Step 5 — Sandbox what remains. For STDIO servers you keep, constrain the launch command. The simplest win is running the STDIO server under bwrap or firejail so a compromised server can't escape its filesystem slice. A minimal bubblewrap wrapper:
# ~/bin/mcp-sandbox: wraps a STDIO MCP server in bubblewrap
exec bwrap \
--ro-bind /usr /usr \
--ro-bind /etc /etc \
--ro-bind /lib /lib \
--ro-bind /lib64 /lib64 \
--tmpfs /tmp \
--dev /dev \
--proc /proc \
--bind "$HOME/.cache/mcp-$(basename "$1")" "$HOME/.cache/mcp-$(basename "$1")" \
--unshare-all \
--share-net \
-- "$@"
Then update the MCP config to use command: "/home/you/bin/mcp-sandbox" and put the real command in args.

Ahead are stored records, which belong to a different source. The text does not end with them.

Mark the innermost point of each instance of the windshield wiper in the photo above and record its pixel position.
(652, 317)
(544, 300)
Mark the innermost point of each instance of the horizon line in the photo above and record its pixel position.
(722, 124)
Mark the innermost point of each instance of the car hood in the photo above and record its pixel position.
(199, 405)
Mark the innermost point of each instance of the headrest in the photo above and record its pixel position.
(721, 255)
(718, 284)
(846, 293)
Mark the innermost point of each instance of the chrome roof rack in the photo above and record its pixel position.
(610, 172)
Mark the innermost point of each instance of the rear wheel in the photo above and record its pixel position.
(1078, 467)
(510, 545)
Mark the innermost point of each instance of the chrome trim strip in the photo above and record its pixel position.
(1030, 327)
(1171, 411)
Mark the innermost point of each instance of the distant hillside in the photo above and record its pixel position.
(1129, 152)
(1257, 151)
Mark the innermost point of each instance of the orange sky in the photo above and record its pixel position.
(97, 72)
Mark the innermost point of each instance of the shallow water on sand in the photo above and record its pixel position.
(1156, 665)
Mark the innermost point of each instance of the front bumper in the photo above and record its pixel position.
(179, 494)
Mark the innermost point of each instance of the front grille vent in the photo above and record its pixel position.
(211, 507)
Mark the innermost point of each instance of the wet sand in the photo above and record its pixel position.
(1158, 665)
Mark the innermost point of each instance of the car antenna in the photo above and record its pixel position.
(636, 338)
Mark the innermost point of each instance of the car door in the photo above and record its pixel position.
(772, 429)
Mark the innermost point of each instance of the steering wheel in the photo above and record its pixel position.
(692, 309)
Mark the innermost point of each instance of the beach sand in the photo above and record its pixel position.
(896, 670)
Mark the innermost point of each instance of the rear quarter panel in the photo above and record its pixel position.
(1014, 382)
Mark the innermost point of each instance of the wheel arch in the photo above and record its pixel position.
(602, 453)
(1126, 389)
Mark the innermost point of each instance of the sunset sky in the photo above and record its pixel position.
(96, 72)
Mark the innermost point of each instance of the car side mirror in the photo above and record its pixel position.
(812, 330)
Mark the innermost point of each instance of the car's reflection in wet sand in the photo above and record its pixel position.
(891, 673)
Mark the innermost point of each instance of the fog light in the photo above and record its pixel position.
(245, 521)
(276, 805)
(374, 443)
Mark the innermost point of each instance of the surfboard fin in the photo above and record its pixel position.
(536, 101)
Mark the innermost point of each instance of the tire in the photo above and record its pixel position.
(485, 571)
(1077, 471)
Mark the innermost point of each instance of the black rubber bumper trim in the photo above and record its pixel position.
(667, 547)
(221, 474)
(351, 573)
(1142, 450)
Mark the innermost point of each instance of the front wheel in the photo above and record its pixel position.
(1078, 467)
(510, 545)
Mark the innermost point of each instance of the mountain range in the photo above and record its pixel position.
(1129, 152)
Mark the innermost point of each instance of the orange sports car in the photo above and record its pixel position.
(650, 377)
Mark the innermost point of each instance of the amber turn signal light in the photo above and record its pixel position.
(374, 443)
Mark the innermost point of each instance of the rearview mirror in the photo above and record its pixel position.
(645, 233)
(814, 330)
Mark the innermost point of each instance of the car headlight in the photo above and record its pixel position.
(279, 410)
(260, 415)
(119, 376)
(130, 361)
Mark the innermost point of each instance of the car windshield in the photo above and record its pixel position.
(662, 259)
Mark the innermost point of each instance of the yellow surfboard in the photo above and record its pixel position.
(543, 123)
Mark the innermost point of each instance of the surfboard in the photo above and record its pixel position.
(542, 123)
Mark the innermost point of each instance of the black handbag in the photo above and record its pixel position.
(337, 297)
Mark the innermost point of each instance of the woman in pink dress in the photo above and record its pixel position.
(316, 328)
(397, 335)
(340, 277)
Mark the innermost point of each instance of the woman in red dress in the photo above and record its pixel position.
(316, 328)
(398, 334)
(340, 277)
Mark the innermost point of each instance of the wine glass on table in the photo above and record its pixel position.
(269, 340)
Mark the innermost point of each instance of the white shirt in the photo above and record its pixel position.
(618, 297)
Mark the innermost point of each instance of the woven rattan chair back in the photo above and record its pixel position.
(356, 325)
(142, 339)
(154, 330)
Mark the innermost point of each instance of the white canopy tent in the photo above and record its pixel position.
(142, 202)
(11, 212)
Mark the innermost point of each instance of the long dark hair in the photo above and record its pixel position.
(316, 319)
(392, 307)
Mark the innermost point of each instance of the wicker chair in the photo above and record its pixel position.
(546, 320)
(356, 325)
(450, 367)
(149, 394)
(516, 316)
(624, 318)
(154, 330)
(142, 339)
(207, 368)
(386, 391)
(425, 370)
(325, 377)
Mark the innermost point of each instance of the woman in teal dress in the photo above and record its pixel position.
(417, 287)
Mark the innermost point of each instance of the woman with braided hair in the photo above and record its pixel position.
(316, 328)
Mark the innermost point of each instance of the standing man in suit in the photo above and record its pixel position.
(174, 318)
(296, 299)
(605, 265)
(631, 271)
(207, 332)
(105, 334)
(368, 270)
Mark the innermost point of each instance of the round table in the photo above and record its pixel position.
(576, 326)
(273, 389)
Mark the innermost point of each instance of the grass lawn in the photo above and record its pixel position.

Test each server individually before you re-enable them all.
Step 6 — Persist the report. Commit all-servers.json, stdio-commands.tsv, and decisions.md to a private audit repo. Next month, re-run Step 1 and diff. Anything that showed up without a corresponding decision entry is an agent or a teammate adding servers without your review — and that's the exact signal you're watching for.
What you should find. Most operators who run this audit for the first time discover between 3 and 7 STDIO servers they don't remember installing, at least one unpinned npx entry, and at least one server that hasn't been invoked in months. The goal isn't zero — it's a list you can defend line by line. If you can't explain why each entry exists, it shouldn't exist.